Digital Regulation and Data Localization
A final source of potential discord are Europe’s digital regulations and US technology company influence, which create trade tensions even if they are not trade issues per se. Europe is often depicted as a global regulator for the digital sphere, in which its privacy law, the General Data Protection Regulation, has become the default global standard. Brussels is now consolidating its leadership in this area by moving to implement its Digital Services Act, regulating social media after designating “gatekeeper” firms under its antitrust Digital Markets Act, and implementing its Data Act focused on cloud storage. It will enact its AI Act shortly.
These laws set rules of behavior for the European market. But because US technology firms dominate the sector, their actions may have disproportionate impacts that provoke moves to limit data flows, a chronic source of tension in the transatlantic trade relationship. A flare-up could arise at any time.
Toward A Resolution
If Europe and the United States are to win the competition to shape the international trading system, they must cooperate and resolve their differences in a way that creates new multilateral mechanisms open to other countries willing to comply with high standards. This effort must comprise:
- on climate, the creation of “open carbon clubs”, as discussed by GMF’s Jacob Kierkegaard in a policy brief by the Peterson Institute for International Economics, that would impose “common external penalties” for countries with less ambitious climate policies
- on technology supply chains, the creation of a new multilateral mechanism for AI and clean energy supply chains, a Technology Task Force (TTF), that would provide the trusted means for sharing supply chain data, including information on product sustainability and security; cooperating on targeting subsidies; and crafting common responses to global challenges, including export controls. The TTF could also align EU and US standards on clean technology and build support for cooperation in multilateral organizations, including in the International Telecommunication Union’s standard-setting bodies, to prevent approval of cyber-insecure technologies and those that enable surveillance.

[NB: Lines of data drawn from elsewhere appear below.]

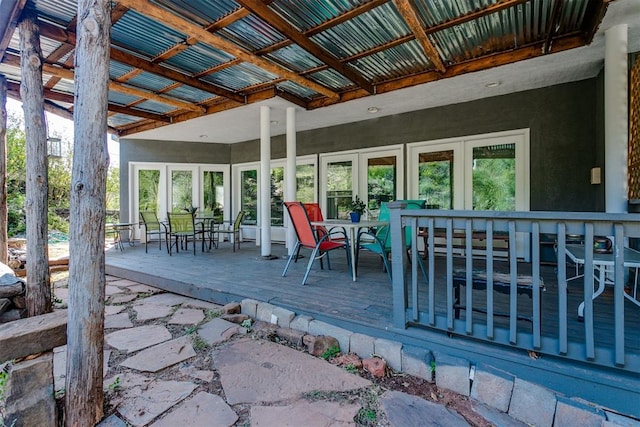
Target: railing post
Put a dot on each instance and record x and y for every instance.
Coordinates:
(399, 264)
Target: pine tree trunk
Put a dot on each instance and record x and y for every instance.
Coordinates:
(36, 203)
(85, 330)
(3, 170)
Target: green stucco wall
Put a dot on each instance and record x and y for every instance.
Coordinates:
(566, 140)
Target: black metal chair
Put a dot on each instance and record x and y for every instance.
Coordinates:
(153, 227)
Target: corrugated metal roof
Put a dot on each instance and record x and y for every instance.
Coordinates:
(144, 35)
(297, 90)
(377, 27)
(297, 58)
(357, 45)
(405, 59)
(201, 12)
(149, 81)
(121, 98)
(240, 76)
(154, 107)
(199, 57)
(59, 11)
(190, 94)
(307, 14)
(252, 33)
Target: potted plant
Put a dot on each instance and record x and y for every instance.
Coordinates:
(358, 207)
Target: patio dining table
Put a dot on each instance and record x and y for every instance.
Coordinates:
(602, 264)
(351, 229)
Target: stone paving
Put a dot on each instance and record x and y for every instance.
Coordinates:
(171, 360)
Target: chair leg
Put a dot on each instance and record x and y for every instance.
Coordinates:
(294, 255)
(310, 264)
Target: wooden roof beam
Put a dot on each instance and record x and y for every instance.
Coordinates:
(161, 15)
(115, 86)
(56, 33)
(409, 14)
(215, 107)
(258, 8)
(358, 10)
(533, 50)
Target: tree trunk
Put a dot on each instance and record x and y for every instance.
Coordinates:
(36, 203)
(85, 331)
(3, 170)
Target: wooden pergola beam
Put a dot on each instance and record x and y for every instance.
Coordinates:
(117, 87)
(259, 9)
(161, 15)
(409, 14)
(526, 52)
(216, 107)
(63, 36)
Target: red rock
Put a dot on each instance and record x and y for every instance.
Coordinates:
(375, 366)
(350, 359)
(318, 345)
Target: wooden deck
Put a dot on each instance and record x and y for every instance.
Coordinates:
(222, 276)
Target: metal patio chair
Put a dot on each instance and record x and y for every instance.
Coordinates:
(379, 241)
(231, 229)
(182, 228)
(153, 227)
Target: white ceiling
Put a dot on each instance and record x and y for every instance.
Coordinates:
(243, 123)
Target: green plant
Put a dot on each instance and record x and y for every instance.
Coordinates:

- on international tax, the implementation of the OECD agreement on a global minimum corporate tax. This would help end inefficient corporate efforts to exploit the lowest tax rate rather than identify the best place to invest.
An inclusive, transparent, rules-based system for the 21st century is a better bet than erecting national digital and trade barriers for addressing the twin challenges of the PRC and climate change. The TTC still has an opportunity to cement its legacy.